Chakrabarti, Darshan, Farina, Gabriele, Kroer, Christian

arXiv.org Artificial Intelligence 

Learning in games is a well-studied framework in which agents iteratively refine their strategies through repeated interactions with their environment. One natural way for agents to iteratively refine their strategies is by best-responding. This idea can be applied in many forms, the simplest and earliest instance of which was fictitious play (FP) [Brown, 1951]. This algorithm involves the agent observing the strategies played by the opponent and then playing a strategy that corresponds to the best response to the average of the observed strategies. This algorithm was shown to converge [Robinson, 1951], but its convergence rate can, in the worst case, scale quite poorly with the number of actions available to each player [Daskalakis and Pan, 2014]. It is then natural to ask what are the best convergence guarantees that can be obtained for the computation of Nash equilibria in two-player zero-sum games or coarse correlated equilibria in multiplayer games when agents are learning through a best-response oracle.

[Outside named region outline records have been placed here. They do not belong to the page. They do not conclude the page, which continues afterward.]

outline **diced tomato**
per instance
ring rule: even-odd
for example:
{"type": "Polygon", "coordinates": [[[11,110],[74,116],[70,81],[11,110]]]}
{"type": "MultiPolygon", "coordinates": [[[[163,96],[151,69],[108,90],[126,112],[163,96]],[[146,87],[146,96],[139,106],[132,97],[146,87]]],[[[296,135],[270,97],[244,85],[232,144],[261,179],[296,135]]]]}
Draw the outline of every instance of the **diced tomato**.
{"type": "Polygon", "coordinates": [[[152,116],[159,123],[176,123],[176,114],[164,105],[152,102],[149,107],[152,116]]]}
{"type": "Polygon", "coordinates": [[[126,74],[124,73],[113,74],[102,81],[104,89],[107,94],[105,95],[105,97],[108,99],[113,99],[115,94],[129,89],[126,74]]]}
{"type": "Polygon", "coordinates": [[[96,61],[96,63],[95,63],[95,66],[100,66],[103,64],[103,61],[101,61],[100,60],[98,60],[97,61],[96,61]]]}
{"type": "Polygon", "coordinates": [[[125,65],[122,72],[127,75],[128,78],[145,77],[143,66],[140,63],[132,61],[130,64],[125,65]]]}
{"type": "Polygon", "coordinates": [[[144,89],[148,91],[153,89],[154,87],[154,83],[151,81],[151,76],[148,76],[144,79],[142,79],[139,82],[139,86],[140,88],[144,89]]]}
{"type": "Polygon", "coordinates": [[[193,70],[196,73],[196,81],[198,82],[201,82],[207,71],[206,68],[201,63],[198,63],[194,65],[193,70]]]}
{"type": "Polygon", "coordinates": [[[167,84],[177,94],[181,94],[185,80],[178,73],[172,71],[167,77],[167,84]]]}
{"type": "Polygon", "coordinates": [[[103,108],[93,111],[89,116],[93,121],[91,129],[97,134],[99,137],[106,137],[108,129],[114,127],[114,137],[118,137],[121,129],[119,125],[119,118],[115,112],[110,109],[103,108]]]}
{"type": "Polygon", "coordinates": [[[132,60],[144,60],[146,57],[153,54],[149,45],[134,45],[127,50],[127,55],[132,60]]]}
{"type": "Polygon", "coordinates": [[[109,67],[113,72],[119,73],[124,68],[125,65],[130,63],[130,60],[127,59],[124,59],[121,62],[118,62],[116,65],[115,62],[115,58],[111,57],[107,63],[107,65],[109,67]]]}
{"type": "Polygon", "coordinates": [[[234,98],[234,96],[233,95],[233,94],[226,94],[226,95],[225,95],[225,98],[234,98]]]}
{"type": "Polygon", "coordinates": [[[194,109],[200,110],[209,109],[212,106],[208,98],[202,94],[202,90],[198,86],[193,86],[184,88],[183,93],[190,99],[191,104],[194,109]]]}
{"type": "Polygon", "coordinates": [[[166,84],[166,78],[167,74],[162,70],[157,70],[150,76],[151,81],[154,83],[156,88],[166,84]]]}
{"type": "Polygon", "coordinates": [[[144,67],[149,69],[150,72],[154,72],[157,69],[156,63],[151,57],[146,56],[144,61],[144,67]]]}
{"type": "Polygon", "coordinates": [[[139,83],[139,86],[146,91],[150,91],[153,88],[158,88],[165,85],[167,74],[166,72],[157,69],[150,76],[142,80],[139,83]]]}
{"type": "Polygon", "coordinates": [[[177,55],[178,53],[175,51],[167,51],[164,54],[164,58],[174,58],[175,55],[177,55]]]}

In the online learning community, methods based only on best-response oracles are special cases of methods based on a linear minimization oracle (LMO), which can be queried for points that minimize a linear objective over the feasible set. Such methods are known as projection-free methods because they avoid potentially expensive projections onto the feasible set. Projection-free online learning algorithms might perform multiple LMO calls per iteration, so our paper and related literature are concerned not only with the number of iterations T of online learning but also the total number of LMO calls, which we will denote by N. Because LMOs for polyhedral decision sets essentially correspond to a best-response oracle (BRO), we will use these two terms interchangeably.